La circonstance que, sur le lieu-dit Convenant Hent Meur, deux des maisons construites en 2012 sur les parcelles F 2947 et 2950 n’apparaissent pas sur le document graphique du plan local d’urbanisme de Ploubezre ne permet pas, à elle seule, d’établir que les auteurs de ce document d’urbanisme n’en auraient pas tenu compte pour procéder au classement de ce lieu-dit en zone agricole A. Par suite, le moyen d’erreur de fait soulevé par voie d’exception contre le classement de la parcelle F 2947 en zone agricole A par le plan local d’urbanisme de Ploubezre doit être écarté.

Il ressort des pièces du dossier, confortées par les données disponibles sur le site internet geoportail.gouv.fr, que le lieu-dit Convenant Hent Meur est séparé du bourg principal de Ploubezre, situé à l’Est, par des espaces agricoles d’une profondeur de plus de 300 m et n’y est relié par le Nord, que par une urbanisation diffuse. Ce lieu-dit, qui se trouve ainsi dans la continuité d’un plus vaste espace agricole identifié par le plan local d’urbanisme à l’Est et au Sud-Est, ne comprend lui-même que huit maisons implantées sur des parcelles de 1 000 m2 ou plus, pour l’essentiel contre la route de Riklo sans structuration urbaine, et est bordé à l’Ouest d’un espace naturel comprenant des boisements ainsi que de parcelles affectées à l’activité agricole. Dans ces conditions, alors que le projet d’aménagement et de développement durables du plan local d’urbanisme de Ploubezre comporte une orientation tendant à la préservation des terres agricoles en mettant fin à leur urbanisation ainsi qu’un objectif de réduction d’un tiers de la consommation foncière, M. A... n’est pas fondé à soutenir que le classement de sa parcelle F 2947 en zone agricole A serait incohérent avec les orientations du projet d’aménagement et de développement durables ou entaché d’une erreur manifeste d’appréciation.

Par suite, et quelle que soit la surface de plancher générée par la piscine projetée, M. A... n’est pas fondé à remettre en cause le motif de refus qui lui a été opposé par la maire de Ploubezre sur le fondement de l’article A2 du règlement du plan local d’urbanisme communal.

Il résulte de ce qui précède que les conclusions de M. A... à fin d’annulation de l’arrêté du 18 février 2022 par lequel la maire de Ploubezre a refusé de lui délivrer un permis de construire une piscine couverte doivent être rejetées.

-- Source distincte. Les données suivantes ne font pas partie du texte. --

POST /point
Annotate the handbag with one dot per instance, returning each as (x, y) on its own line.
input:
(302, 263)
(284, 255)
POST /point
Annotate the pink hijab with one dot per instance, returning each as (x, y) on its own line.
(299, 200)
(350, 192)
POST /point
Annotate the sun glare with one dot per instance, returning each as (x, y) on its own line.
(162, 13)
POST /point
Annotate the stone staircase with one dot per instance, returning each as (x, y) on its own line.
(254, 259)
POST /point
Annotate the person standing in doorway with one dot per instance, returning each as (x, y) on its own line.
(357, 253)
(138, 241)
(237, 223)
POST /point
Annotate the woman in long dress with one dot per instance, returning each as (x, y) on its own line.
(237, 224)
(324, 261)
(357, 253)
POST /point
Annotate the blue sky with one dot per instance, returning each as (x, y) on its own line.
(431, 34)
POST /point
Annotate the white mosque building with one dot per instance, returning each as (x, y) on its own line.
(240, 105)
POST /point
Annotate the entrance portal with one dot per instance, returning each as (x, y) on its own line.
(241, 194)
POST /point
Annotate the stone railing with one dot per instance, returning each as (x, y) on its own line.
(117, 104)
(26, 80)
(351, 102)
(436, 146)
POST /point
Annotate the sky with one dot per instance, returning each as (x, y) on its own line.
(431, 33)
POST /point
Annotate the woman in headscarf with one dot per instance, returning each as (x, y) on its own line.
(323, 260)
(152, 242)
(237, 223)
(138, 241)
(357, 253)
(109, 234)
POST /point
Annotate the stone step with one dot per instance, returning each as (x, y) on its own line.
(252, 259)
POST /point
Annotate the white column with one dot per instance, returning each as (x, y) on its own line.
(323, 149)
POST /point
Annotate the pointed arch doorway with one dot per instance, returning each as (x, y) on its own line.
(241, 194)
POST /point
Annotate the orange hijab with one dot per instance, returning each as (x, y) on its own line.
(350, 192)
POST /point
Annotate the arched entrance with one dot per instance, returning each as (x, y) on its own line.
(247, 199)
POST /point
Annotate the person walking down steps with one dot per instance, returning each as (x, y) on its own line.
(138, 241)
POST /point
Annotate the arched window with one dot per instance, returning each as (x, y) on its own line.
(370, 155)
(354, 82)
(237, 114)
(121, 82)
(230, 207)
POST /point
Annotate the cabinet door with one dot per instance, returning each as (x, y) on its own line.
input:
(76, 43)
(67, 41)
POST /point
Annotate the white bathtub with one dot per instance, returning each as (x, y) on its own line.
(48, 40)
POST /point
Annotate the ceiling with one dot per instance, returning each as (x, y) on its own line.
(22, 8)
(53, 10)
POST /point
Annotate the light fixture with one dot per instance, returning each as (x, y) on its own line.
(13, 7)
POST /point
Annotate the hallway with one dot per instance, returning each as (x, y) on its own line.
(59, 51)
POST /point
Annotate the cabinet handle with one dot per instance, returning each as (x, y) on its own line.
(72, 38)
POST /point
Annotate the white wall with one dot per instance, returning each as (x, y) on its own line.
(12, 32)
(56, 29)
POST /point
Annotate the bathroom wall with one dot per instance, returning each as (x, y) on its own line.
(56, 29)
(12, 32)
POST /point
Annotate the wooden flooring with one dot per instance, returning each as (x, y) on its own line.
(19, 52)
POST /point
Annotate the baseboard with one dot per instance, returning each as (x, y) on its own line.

Sur les conclusions à fin d’injonction :

Le présent jugement n’impliquant l’adoption d’aucune mesure d’exécution, les conclusions à fins d’injonction présentées par M. A... doivent être rejetées.


Sur les frais liés au litige :

Les dispositions de l’article L. 761-1 du code de justice administrative font obstacle à ce que la commune de Ploubezre, qui n’a pas la qualité de partie perdante, verse à M. A... la somme que celui-ci réclame au titre des frais exposés par lui et non compris dans les dépens.

Il y a lieu, dans les circonstances de l’espèce, de mettre à la charge de M. A... une somme de 1 500 euros à verser à la commune de Ploubezre au titre de l’article L. 761-1 du code de justice administrative.







DÉCIDE :







Article 1er : La requête de M. A... est rejetée.

Article 2 : M. A... versera à la commune de Ploubezre la somme de 1 500 euros au titre de l’article L. 761-1 du code de justice administrative.


Article 3 : Le présent jugement sera notifié à M. B... A... et à la commune de Ploubezre.



Délibéré après l’audience du 3 novembre 2025 à laquelle siégeaient :

M. Vennéguès, président,
Mme Pellerin, première conseillère,
M. Desbourdes, premier conseiller.

Rendu public par mise à disposition au greffe le 20 novembre 2025.



Le rapporteur,
signé
W. Desbourdes
Le président,
signé
P. Vennéguès

La greffière,
signé
I. Le Vaillant




La République mande et ordonne au préfet des Côtes-d’Armor en ce qui le concerne ou à tous commissaires de justice à ce requis en ce qui concerne les voies de droit commun contre les parties privées, de pourvoir à l’exécution de la présente décision.